Python includes both functions and methods in its standard library.
A function takes one or more arguments and optionally returns a value. Some of Python's built-in functions that we've already seen in this course are len(), chr(), ord(), input() and print(). To call a function, we simply write its name followed by the arguments:
name = input('Enter your name: ')
A method is like a function, but is invoked on a particular object. For example:
s = 'yoyo' b = s.startswith('yo') # method call
In the second line above, we are invoking (or calling) the startswith() method on the string s. We pass the string 'yo' to the method. The method returns a value, which is True in this case since the string 'yoyo' does start with 'yo'.
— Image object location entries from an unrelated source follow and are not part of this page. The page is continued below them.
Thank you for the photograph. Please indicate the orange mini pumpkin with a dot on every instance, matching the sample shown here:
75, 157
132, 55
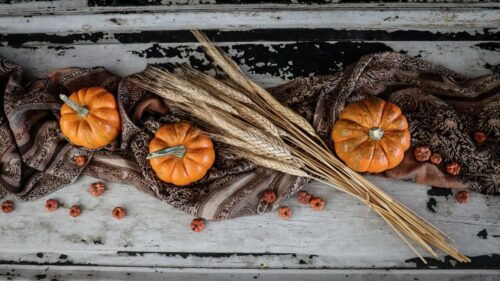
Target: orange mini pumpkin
90, 117
180, 153
371, 135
Above, we said that a method is invoked on an object. In Python any value is an object, so (for example) 3, False, and 'yoyo' are all objects. (In some other languages, there is a technical distinction between objects and other kinds of values.) Methods (and a related feature, classes, which we'll discuss later) are fundamental building blocks in object-oriented programming. A language that has methods and classes, such as Python, C++, Java, or C#, is called object-oriented.
Not all programming languages have both functions and methods. For example, C has only functions, and classic Java has only methods. Python is a bit of a hybrid since it has both functions and methods. This arguably makes the language more flexible and convenient (at the cost of some complexity).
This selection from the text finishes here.